Which leads to the fourth lesson learned:
Recognize when you’re shooting yourself in the foot.
So many of the obstacles to PR and Marcomm innovation are self-imposed and self-fulfilling. There are always a thousand good reasons why a new idea won’t work. All of them start with preconceived notions that need to be challenged:
Event booths are a waste of time. True, they were a waste of time the way we were activating them. We gave away jump ropes and water bottles to whoever stopped by, chalking it up to some vague brand awareness goal. But when we shifted our thinking, setting clear lead generation goals to event activation, we were able to send leads to Sales direct from the event booth. We had participants provide emails, income, and health insurance information before entering into an engaging experience. It’s amazing what people will share about themselves in exchange for throwing a bean bag through a hole.
A brochure never closed a deal; that’s Sales’ job. We used this one a lot to fend off the never-ending requests for collateral pieces. Switch the thinking to: What does the sales associate need to complete the final mile to conversion? Marcomm can do a lot to help. We just have to realize our job doesn’t stop at the top of the funnel. We are uniquely equipped to start conversations with prospects and can learn their needs, what they value, and when they are ready to buy. For this, an automated system is essential (we used a Marketo platform and nimble outreach developed in consultation with experts at Intelligent Demand).
Let’s spend three-quarters of the year planning for the three-month buying cycle. Switch the thinking to: If all you worry about is the buying cycle, you’re too late. Focus on the shopping journey. And by the way, shopping doesn’t stop at purchase. Buyers evaluate the purchase after the fact and their product/service experience weighs on their re-purchase decision.
It takes three months to spin up a campaign. This is what we say when Sales comes to us with a hot opportunity we need to exploit. Switch the thinking to: There are campaigns in the field all the time; how might we adjust them to meet this new opportunity or challenge? If your campaigns are built on a common strategy, following a set process, and driving toward clear goals, they should be somewhat modular.
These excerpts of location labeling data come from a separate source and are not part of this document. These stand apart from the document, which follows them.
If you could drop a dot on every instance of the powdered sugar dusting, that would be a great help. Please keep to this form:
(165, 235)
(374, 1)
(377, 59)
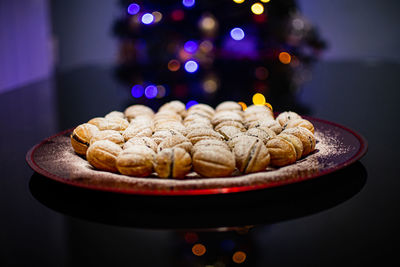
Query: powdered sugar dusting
(333, 147)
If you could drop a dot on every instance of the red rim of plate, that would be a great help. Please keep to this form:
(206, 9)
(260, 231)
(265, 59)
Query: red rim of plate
(187, 192)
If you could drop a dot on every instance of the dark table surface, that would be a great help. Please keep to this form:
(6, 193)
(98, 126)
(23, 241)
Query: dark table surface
(350, 218)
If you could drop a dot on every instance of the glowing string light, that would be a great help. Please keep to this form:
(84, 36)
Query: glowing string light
(137, 91)
(237, 34)
(191, 66)
(147, 18)
(285, 57)
(151, 91)
(190, 46)
(133, 9)
(257, 8)
(259, 99)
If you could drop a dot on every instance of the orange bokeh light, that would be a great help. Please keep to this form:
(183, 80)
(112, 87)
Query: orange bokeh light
(244, 106)
(199, 249)
(285, 57)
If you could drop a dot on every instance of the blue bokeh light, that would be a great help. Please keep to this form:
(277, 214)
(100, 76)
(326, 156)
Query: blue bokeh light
(151, 91)
(133, 9)
(191, 66)
(147, 18)
(190, 46)
(191, 103)
(188, 3)
(237, 34)
(137, 91)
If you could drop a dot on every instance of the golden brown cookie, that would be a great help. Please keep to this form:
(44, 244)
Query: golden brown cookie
(251, 155)
(136, 131)
(172, 163)
(144, 141)
(103, 155)
(176, 141)
(306, 137)
(204, 144)
(236, 124)
(80, 137)
(282, 152)
(228, 132)
(263, 133)
(296, 142)
(213, 162)
(286, 116)
(138, 110)
(136, 161)
(111, 135)
(202, 134)
(300, 123)
(113, 123)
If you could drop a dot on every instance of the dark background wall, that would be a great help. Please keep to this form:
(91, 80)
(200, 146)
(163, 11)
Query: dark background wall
(34, 34)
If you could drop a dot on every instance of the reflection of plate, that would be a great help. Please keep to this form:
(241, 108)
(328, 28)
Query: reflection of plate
(337, 147)
(211, 212)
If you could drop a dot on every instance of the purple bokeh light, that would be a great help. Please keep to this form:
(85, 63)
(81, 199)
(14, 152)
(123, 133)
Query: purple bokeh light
(190, 46)
(191, 66)
(188, 3)
(133, 9)
(151, 91)
(147, 18)
(237, 34)
(191, 103)
(137, 91)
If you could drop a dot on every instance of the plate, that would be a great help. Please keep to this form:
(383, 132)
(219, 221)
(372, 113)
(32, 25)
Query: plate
(337, 147)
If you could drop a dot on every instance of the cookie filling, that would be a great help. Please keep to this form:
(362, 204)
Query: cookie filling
(77, 139)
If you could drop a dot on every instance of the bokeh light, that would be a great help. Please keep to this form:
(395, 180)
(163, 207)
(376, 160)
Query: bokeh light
(257, 8)
(207, 23)
(261, 73)
(147, 18)
(157, 16)
(151, 91)
(174, 65)
(191, 103)
(191, 66)
(206, 46)
(188, 3)
(237, 34)
(259, 99)
(269, 106)
(210, 85)
(137, 91)
(190, 46)
(199, 249)
(285, 57)
(239, 257)
(133, 9)
(244, 106)
(161, 91)
(177, 15)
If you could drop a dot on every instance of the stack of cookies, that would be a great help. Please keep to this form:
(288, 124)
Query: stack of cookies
(175, 140)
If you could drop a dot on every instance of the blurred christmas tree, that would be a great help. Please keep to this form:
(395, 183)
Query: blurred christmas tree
(214, 49)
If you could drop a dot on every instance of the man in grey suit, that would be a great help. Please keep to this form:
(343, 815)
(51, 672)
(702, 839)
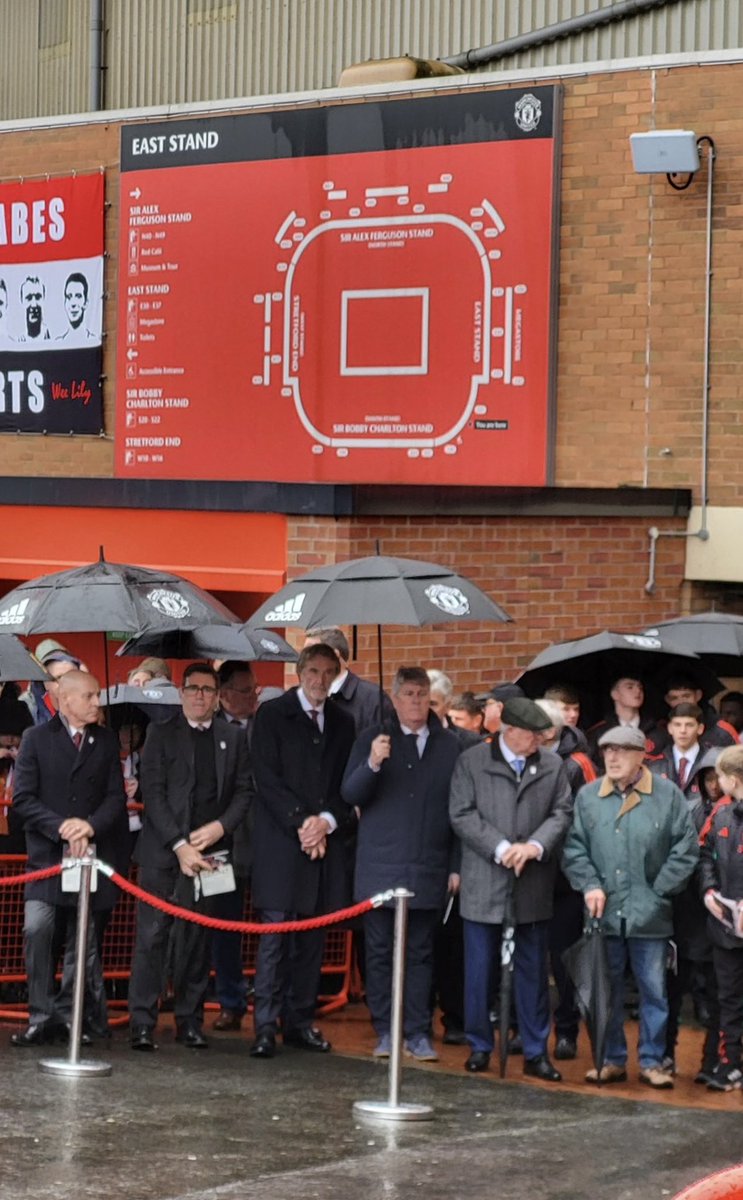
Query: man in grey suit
(196, 778)
(355, 696)
(510, 805)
Tweaking them should be a relatively easy matter of changing the creative and dialing media channels up and down.
In summary, here’s how I think I could have shortened the three-year journey to modern marketing into 18 months:
Get PR and Marcomm together at the start. Help them find their common goals and their complementary skills. Have them do real things right away, so they can work out their differences as they go.
Get Marcomm and Sales together as well. Help Marcomm see its role in Sales; help Sales appreciate the full set of skills and tools at Marcomm’s disposal. Have them do real things, too, so that they can work out roles, processes, and scorekeeping as they go.
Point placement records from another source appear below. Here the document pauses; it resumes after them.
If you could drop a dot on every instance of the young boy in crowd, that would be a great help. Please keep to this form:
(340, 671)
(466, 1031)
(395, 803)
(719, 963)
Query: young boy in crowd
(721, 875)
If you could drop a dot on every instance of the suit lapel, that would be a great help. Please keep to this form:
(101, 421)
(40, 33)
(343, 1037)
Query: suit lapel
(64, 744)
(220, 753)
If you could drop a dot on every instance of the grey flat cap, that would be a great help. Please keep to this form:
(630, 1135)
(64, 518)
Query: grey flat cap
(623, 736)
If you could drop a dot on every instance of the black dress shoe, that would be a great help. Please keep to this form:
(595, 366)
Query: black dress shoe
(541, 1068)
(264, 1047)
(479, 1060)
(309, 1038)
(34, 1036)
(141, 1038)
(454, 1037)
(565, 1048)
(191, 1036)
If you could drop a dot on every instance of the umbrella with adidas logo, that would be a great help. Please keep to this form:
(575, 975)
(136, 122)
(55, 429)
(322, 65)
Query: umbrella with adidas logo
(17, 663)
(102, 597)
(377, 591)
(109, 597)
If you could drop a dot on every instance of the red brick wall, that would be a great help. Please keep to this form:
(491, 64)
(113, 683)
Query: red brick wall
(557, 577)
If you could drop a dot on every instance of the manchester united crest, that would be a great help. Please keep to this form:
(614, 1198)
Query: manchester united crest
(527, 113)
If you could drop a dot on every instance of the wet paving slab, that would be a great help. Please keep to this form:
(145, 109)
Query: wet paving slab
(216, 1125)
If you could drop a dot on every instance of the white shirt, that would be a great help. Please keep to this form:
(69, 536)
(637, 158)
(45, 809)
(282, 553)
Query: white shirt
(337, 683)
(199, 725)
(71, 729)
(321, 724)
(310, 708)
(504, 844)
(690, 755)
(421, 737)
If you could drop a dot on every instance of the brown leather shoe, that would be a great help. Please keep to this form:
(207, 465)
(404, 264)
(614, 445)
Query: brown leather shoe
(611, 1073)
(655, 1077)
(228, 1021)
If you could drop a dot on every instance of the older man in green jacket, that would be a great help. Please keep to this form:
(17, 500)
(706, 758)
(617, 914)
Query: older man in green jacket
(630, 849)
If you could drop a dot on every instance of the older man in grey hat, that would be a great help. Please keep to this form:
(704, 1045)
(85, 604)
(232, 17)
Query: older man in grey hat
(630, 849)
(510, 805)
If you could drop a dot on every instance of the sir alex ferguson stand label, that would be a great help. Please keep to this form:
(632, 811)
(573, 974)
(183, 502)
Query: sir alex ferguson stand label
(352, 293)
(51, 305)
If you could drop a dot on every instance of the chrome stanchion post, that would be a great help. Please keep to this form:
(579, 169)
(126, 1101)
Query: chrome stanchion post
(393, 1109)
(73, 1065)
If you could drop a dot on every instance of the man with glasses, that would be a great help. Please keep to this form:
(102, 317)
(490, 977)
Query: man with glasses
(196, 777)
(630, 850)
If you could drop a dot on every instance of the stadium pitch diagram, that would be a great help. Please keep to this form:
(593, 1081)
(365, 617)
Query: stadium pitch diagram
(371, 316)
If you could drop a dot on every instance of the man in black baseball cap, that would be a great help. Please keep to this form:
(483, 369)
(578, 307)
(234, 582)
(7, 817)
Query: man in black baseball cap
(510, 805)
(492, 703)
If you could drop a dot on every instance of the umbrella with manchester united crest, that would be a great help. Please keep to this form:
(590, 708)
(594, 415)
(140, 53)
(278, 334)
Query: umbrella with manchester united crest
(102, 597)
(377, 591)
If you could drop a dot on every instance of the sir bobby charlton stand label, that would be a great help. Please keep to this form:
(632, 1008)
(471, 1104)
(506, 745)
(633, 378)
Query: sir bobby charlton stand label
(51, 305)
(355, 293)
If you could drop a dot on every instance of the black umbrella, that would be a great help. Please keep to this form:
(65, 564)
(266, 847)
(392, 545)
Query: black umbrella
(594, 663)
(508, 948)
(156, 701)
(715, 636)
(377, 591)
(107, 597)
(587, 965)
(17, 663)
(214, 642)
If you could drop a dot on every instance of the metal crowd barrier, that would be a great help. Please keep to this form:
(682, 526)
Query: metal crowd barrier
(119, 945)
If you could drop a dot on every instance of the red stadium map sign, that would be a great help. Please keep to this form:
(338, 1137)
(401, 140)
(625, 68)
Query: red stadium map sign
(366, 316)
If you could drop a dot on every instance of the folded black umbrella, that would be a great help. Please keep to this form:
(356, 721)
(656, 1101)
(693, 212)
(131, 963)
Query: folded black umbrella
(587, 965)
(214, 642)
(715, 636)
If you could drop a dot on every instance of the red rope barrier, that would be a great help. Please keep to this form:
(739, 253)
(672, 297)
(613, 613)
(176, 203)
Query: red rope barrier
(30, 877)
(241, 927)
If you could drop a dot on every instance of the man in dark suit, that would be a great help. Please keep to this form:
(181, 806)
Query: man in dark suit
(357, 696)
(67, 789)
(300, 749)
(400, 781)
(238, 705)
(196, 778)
Challenge the preconceived notions about what PR does and what Marcomm does. If the knee-jerk response is “that will never work,” take a few minutes to explore how it might work.
Steve is sole proprietor of Connected Communication, LLC, a consultancy that helps organizations develop integrated PR, communication, and marketing programs. His particular expertise is in the health industry, including insurance, health delivery systems, and digital health.
Steve also is professor of public relations and journalism at Metro State University of Denver.